If you will be turning 60 years of age or more at some time in 2014/2015

  • You may be eligible to commence a tax free Transition to Retirement Pension (TTR) without stopping work. In addition, investment earnings on the amount in your superannuation pension account when you start the pension will also be tax free. For this reason you may wish to have an effective pension start date of 1 July 2014. If so, you need to tell your Superfund before 30 June 2014. Amounts withdrawn after your 60th birthday could be tax free.
  • Superannuants who are aged 55 to 59 may also be eligible to commence a TTR but may pay tax on some of the superannuation pension received.

If you are in business or earn your income through a company or a trust

  • Employer Compulsory Superannuation Obligations:

The deadline for employers to pay superannuation guarantee contributions for the 2013/14 financial year is the 28 July 2014. However if you want a tax deduction in the 2013/14 year your superfund must receive it by 30 June 2014.

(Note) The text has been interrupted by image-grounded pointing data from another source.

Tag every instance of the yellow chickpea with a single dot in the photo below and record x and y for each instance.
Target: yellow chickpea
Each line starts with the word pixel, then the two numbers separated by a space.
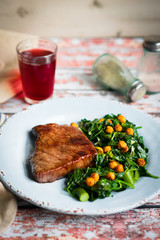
pixel 141 162
pixel 121 119
pixel 122 144
pixel 99 150
pixel 118 128
pixel 109 129
pixel 110 121
pixel 113 164
pixel 101 120
pixel 107 148
pixel 90 181
pixel 119 168
pixel 74 125
pixel 110 176
pixel 95 176
pixel 129 131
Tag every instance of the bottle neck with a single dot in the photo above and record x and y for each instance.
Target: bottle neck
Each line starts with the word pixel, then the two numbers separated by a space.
pixel 135 90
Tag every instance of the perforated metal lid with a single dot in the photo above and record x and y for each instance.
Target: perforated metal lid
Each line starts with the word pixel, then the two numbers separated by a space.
pixel 136 91
pixel 152 43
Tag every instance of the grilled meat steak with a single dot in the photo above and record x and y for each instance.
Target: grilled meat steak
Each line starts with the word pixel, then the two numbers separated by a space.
pixel 59 150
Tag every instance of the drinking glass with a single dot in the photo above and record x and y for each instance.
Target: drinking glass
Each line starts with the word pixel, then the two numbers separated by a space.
pixel 37 64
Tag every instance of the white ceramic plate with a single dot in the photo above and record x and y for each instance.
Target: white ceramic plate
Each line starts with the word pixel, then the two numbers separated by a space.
pixel 16 146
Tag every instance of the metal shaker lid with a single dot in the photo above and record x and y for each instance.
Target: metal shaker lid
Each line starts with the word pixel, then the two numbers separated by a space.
pixel 136 91
pixel 152 43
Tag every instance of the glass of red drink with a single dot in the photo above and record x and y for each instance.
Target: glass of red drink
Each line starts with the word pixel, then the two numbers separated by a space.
pixel 37 63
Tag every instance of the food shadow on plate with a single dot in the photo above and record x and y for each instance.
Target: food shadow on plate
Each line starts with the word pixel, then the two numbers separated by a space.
pixel 30 146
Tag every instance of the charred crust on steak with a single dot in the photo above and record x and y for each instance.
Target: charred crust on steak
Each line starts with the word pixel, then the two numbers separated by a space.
pixel 59 149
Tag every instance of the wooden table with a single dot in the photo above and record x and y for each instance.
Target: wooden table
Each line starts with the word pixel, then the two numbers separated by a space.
pixel 74 78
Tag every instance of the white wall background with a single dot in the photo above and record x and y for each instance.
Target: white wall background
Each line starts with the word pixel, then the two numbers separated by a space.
pixel 81 18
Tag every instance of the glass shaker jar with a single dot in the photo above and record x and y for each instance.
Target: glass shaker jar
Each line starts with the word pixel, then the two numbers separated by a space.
pixel 113 74
pixel 149 66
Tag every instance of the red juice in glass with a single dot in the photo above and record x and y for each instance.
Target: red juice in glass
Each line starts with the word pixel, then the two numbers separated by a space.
pixel 37 68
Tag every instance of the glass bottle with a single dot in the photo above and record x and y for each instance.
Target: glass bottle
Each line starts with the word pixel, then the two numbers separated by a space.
pixel 148 70
pixel 113 74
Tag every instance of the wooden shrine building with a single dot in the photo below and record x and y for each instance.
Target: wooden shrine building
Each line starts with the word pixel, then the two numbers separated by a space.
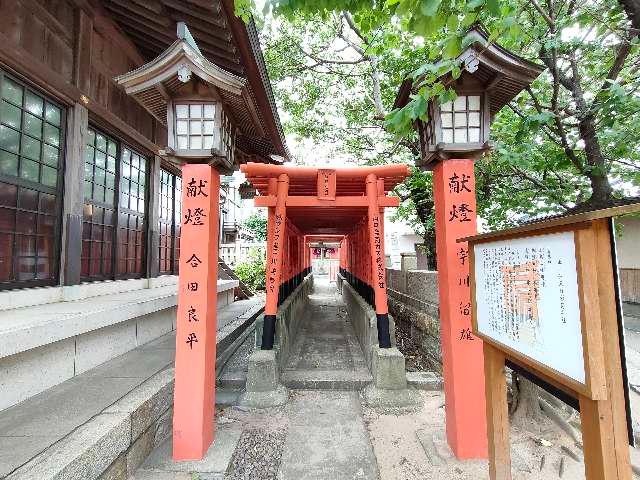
pixel 90 167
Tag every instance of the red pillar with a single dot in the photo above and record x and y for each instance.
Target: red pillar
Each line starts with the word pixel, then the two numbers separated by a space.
pixel 194 395
pixel 462 357
pixel 277 229
pixel 378 274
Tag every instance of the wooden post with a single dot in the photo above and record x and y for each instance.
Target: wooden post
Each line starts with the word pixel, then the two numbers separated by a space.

  • The rules regarding trustee distribution resolutions have changed. The trustees must make the resolution and have evidence of this by 30 June 2014 at the latest; otherwise the ATO will deem that no resolution has been made. Previously the ATO allowed up to 31 August to make the distribution resolution.
  • The ATO must be notified by 31 July 2014 of any new beneficiary Tax File numbers
  • Is your Loan Account in your business in debit? Will the interest be tax deductible? Will your drawings be considered a deemed dividend? Have you paid at least the annual minimum payment required for your Div7A loan?
  • Preparation of Stock Count Working Papers.
  • Preparation and reconciliation of Employee PAYG Payment Summaries (Group Certificates).
  • Important tax concessions for small business may* apply to the 2013/2014:
  • With effect from 1 January 2014 the Government has indicated its intention to scrap the depreciation concessions below which were introduced in 2012/2013, however the proposal is not yet law and if it becomes law it may not be back-dated.
  • Instant asset write-off threshold increased from $1,000 to $6,500
  • A quicker initial deduction of up to $5,000 plus 15% of the remaining cost for motor vehicles and,
  • The long-life small business pool and the general small business pool are consolidated into a single pool

New from 1 July 2014:

The Compulsory Super Guarantee increases from 9.25% to 9.50%


Disclaimer: This guide contains general information only. Regrettably, no responsibility can be accepted for errors, omissions or possible misleading statements or for any action taken as a result of any material in this guide. It is not designed to be a substitute for professional advice, as such a brief guide cannot hope to cover all circumstances and conditions applying to the law as it relates to these items.